[I18n-sig] Re: validity of lone surrogates (was Re: Unicode surroga tes: just say no!)

Wed, 27 Jun 2001 07:13:39 -0700

Your are correct in that the text is not nearly as clear as it should be,
and is open to different interpretations. My view of the status in Unicode
3.1 is represented on http://www.macchiato.com/utc/utf_comparison.htm.
Corresponding computations are on
http://www.macchiato.com/utc/utf_computations.htm.

One of the goals for Unicode 4.0 is to clear up the text describing UTFs in
particular, which may change some of the edge cases (isolates and/or
irregulars).

Mark

----- Original Message -----
From: "Gaute B Strokkenes" <gs234@cam.ac.uk>
To: "Machin, John" <JMachin@Colonial.com.au>
Cc: <tree@basistech.com>; <guido@digicool.com>; <i18n-sig@python.org>;
<unicode@unicode.org>; "Martin v. Loewis"
<martin@loewis.home.cs.tu-berlin.de>
Sent: Wednesday, June 27, 2001 05:38
Subject: Re: validity of lone surrogates (was Re: Unicode surroga tes: just
say no!)

> On Wed, 27 Jun 2001, JMachin@Colonial.com.au wrote:
> >
> > [earlier correspondents]
> >>> Personally, I think that the codecs should report an error in the
> >>> appropriate fashion when presented with a python unicode string
> >>> which contains values that are not allowed, such as lone
> >>> surrogates.
> >>
> >> Other people have read Unicode 3.1 and came to the conclusion that
> >> it mandates that implementations accept such a character...
> >
> > [big Gaute]
> > Well, they're wrong.  The standard is clear as ink in this regard.
> >
> > [my comment]
> > Unfortunately ink is usually opaque :-)
>
> Precisely.  That's standardese for you.  8-)
>
> > The problem is caused by section 3.8 in Unicode 3.0, which is not
> > specifically amended by 3.1 as far as I can tell.
>
> It's not; AFAIK the list of changes at
> <http://www.unicode.org/unicode/reports/tr27/> is supposed to be
> canonical and it's not listed.
>
> > The offending text occurs after clause D29. It says "... every UTF
> > supports lossless round-trip transcoding ..." and "... a UTF mapping
> > must also map invalid Unicode scalar values to unique code value
> > sequences.

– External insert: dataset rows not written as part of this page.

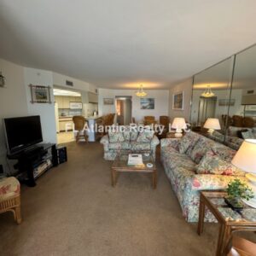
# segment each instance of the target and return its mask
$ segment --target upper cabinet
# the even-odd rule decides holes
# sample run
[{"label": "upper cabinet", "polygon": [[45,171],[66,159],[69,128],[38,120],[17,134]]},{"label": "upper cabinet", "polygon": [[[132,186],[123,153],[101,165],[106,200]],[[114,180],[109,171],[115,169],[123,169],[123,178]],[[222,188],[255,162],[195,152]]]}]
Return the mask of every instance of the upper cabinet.
[{"label": "upper cabinet", "polygon": [[98,103],[98,95],[92,92],[88,92],[88,102]]}]

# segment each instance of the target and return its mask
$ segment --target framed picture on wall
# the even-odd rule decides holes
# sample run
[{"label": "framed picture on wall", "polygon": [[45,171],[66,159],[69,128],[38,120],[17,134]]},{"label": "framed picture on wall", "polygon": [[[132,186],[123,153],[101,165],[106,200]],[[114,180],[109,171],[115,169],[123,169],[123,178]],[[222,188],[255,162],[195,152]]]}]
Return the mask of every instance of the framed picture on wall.
[{"label": "framed picture on wall", "polygon": [[172,94],[172,109],[184,109],[184,91],[178,91]]},{"label": "framed picture on wall", "polygon": [[104,105],[113,105],[113,98],[103,98],[103,104]]},{"label": "framed picture on wall", "polygon": [[141,98],[141,109],[154,109],[154,98]]},{"label": "framed picture on wall", "polygon": [[32,103],[51,103],[50,86],[29,84]]}]

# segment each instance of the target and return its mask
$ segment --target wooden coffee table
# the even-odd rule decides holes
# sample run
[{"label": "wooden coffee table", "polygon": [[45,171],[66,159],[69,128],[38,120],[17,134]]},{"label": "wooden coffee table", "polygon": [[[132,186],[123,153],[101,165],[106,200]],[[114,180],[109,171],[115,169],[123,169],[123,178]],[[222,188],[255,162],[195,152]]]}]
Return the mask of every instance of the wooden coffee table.
[{"label": "wooden coffee table", "polygon": [[245,205],[240,212],[232,210],[225,202],[224,191],[201,191],[197,233],[202,234],[205,208],[207,207],[219,224],[216,256],[223,256],[230,236],[241,230],[256,230],[256,209]]},{"label": "wooden coffee table", "polygon": [[[139,153],[137,152],[136,154],[139,154]],[[148,173],[152,173],[153,189],[156,189],[157,171],[156,171],[156,166],[152,154],[149,154],[148,156],[144,155],[143,153],[141,154],[143,154],[143,165],[138,165],[138,166],[128,165],[129,153],[119,154],[115,157],[111,168],[111,179],[112,179],[113,187],[114,187],[117,183],[117,172],[148,172]],[[153,164],[153,166],[148,167],[147,163]]]}]

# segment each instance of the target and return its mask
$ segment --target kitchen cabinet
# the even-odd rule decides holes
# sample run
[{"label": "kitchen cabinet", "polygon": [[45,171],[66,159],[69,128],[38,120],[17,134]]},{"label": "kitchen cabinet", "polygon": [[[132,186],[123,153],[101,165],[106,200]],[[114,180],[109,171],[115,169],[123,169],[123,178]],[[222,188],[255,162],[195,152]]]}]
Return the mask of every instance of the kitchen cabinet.
[{"label": "kitchen cabinet", "polygon": [[60,118],[59,119],[59,127],[60,131],[65,131],[66,127],[67,127],[68,131],[71,131],[71,127],[73,127],[73,122],[72,118]]},{"label": "kitchen cabinet", "polygon": [[88,92],[89,103],[97,103],[98,95],[92,92]]}]

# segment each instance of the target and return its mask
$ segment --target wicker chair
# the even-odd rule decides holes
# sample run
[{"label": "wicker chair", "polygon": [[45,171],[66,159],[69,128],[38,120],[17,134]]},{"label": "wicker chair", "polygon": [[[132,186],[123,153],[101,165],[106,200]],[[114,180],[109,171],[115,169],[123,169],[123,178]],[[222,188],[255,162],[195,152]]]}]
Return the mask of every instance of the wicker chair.
[{"label": "wicker chair", "polygon": [[76,131],[76,142],[79,142],[80,139],[84,139],[88,143],[88,136],[86,131],[84,130],[84,125],[86,120],[82,115],[75,115],[73,117],[73,121],[74,124],[74,130]]},{"label": "wicker chair", "polygon": [[232,236],[224,248],[224,255],[253,256],[256,255],[256,244],[237,236]]},{"label": "wicker chair", "polygon": [[0,213],[12,212],[17,224],[21,223],[20,185],[14,177],[0,179]]}]

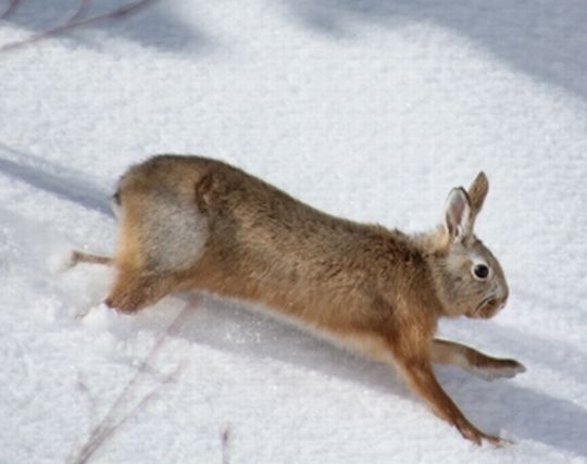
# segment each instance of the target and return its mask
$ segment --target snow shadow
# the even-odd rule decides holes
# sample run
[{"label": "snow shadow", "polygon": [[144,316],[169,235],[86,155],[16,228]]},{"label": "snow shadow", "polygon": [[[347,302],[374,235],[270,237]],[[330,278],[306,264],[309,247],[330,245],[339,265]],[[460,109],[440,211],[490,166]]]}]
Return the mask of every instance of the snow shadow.
[{"label": "snow shadow", "polygon": [[22,153],[2,142],[0,142],[0,174],[113,216],[110,196],[99,187],[83,180],[86,177],[84,174]]},{"label": "snow shadow", "polygon": [[333,37],[353,24],[430,23],[469,37],[523,73],[587,99],[587,8],[510,0],[284,0],[302,24]]},{"label": "snow shadow", "polygon": [[[16,8],[3,21],[29,30],[30,36],[35,36],[63,26],[76,15],[76,21],[84,21],[112,13],[123,7],[135,4],[137,1],[20,0]],[[86,7],[83,7],[79,13],[80,5]],[[7,8],[8,1],[0,0],[0,14],[7,11]],[[84,36],[84,30],[87,29],[100,29],[110,35],[165,51],[189,50],[192,53],[203,51],[210,45],[203,30],[192,24],[185,23],[179,12],[176,12],[170,2],[161,0],[148,0],[145,5],[126,15],[92,22],[54,37],[66,37],[70,40],[91,45],[91,40]]]},{"label": "snow shadow", "polygon": [[[501,327],[496,326],[495,330]],[[391,366],[367,361],[268,316],[248,312],[238,301],[205,297],[174,336],[238,355],[277,360],[419,401]],[[507,334],[505,338],[509,336],[528,350],[541,342],[523,333]],[[572,401],[508,379],[486,383],[455,367],[439,367],[439,378],[464,414],[482,429],[497,434],[505,428],[514,440],[540,441],[587,456],[583,436],[587,430],[587,411]]]}]

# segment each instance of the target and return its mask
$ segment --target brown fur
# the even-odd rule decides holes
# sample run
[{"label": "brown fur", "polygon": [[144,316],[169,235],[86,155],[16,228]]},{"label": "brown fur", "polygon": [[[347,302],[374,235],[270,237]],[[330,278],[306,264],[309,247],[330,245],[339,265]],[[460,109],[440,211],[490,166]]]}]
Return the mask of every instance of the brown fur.
[{"label": "brown fur", "polygon": [[[395,364],[465,438],[497,444],[464,417],[432,367],[455,364],[489,377],[523,371],[434,338],[440,316],[490,317],[508,298],[499,263],[472,233],[487,190],[482,173],[469,191],[451,192],[445,227],[408,236],[333,217],[218,161],[155,156],[121,179],[117,278],[105,302],[132,313],[198,289],[263,303]],[[111,263],[75,253],[74,262]],[[471,277],[476,259],[491,268],[487,281]]]}]

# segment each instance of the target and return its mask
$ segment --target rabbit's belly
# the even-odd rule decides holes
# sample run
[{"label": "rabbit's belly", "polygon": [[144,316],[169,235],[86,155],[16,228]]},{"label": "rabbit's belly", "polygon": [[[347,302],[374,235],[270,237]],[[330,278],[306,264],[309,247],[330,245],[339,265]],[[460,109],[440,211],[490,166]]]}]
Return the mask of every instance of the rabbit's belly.
[{"label": "rabbit's belly", "polygon": [[149,216],[149,267],[183,271],[193,265],[210,236],[208,220],[192,205],[182,203],[166,204]]}]

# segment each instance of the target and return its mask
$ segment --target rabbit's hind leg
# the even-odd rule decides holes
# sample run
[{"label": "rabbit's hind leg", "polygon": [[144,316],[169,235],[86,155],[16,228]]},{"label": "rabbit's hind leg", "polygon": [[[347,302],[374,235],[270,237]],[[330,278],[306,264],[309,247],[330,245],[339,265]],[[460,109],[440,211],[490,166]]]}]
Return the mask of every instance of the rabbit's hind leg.
[{"label": "rabbit's hind leg", "polygon": [[526,368],[515,360],[488,356],[465,344],[449,340],[434,339],[432,346],[433,362],[452,364],[484,380],[514,377]]}]

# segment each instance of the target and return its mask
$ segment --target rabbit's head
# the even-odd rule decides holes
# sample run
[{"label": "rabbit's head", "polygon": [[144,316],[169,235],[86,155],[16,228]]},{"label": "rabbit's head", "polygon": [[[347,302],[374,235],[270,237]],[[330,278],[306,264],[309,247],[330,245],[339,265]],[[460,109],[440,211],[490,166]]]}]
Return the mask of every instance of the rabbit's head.
[{"label": "rabbit's head", "polygon": [[432,267],[437,294],[449,317],[488,318],[508,300],[499,262],[473,231],[488,189],[487,177],[479,173],[467,191],[454,188],[447,199],[444,227],[437,236],[441,244]]}]

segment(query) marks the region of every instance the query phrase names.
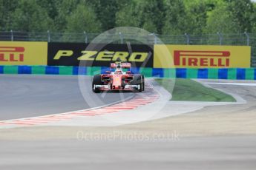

These invalid scalar values include [0xFFFE], [0xFFFF]
> > and unpaired surrogates."
>
> Sigh.  This means that the Unicode standard is self-contradicting.
>
> It is nowhere defined precisely what "invalid Unicode Scalar Value"
> means.  I can only assume that it means "an integer in the range 0 -
> 0x10FFFF that is not a Unicode Scalar Value".  Even so, the statement
> is just plain wrong as far as UTF-16 is concerned.  If UTF-16 is
> supposed to define a bijective mapping any sequence of integers in the
> range 0 - 0x10FFFF to some set of sequences of integers in the range 0
> - 0xFFFF (and this is definitely what this statement is saying) this
> becomes a contradiction: suppose that H is some high surrogate value
> and that L is some low surrogate value, and that U is the
> corresponding USV.  Then the sequences
>
>   H, L    <-- sequence consisting of two "invalid USVs"
>
> and
>
>   U       <-- sequence consisting of a single (valid) USV
>
> both map to
>
>   H, L    <-- sequence of two UTF-16 code points
>
> under UTF-16, so that the mapping induced by UTF-16 is very definitely
> not bijective.
>
> I have no idea why the standard includes this apparent error, but my
> best guess would be that this used to be true back in the pre-3.1 days
> when UTF-16 (though not with that name) was Unicode proper and UTF-16
> was not a UTF, but _the_ canonical Unicode encoding.  Note that the
> statement given in D29 actually is true when applied to UTF-8 and
> UTF-32.
>
> However, let us put this annoying fact aside for a moment.  I believe
> that D29 is intended to point out that the various UTFs will "just
> work" if you try to encode scalar values that are not proper USVs.
> This is not the same thing as saying that these invalid USVs or the
> "pseudo-characters" or whatever that arise from them have any business
> in a Unicode string.  In fact, Unicode conformant processes are
> explicitly forbidden from interpreting or using U+FFFF or U+FFFE when
> passing Unicode data between each other.  They are, however,
> explicitly allowed and even encouraged to use these values internally
> as sentinel or "fencepost" values.  To put this slightly differently,
> a process may be storing some Unicode data internally and it may be
> storing U+FFFF for some reason or another in that internal data.  It
> may be convenient for the process to use an UTF to transform this data
> into a more convenient form.  I think that D19 is merely pointing out
> that this is actually feasible, in spite of the appearance of invalid
> USVs in the internal data.
>
> I would be indebted if any of the experts who hang out on the unicode
> list could sort out this confusion.
>
> > My interpretation of this is that the 2nd part I quoted says we must
> > export the guff, and the 1st part says we must accept it back again.
> >
> > I don't particularly like this idea, and am not in favour of codecs
> > silently accepting such in incoming data --- I'm just pointing out
> > that this "lossless round-trip transcoding" concept seems to be at
> > variance with various interpretations of what is "legal".
>
> Yup.
>
> My take on this is that the various UTF codecs should follow the specs
> to the letter and reject antything else in default mode.  There should
> also be a "lenient" or "forgiving" mode in which the codec does its
> best to interpret and repair broken, nonsensical or irregular data.
> Off course, if an application uses this mode then it will have to be
> aware of the dangers involved, including the security aspects.
>
> --
> Big Gaute                               http://www.srcf.ucam.org/~gs234/
> I'm having BEAUTIFUL THOUGHTS about the INSIPID WIVES
>  of smug and wealthy CORPORATE LAWYERS..
>
>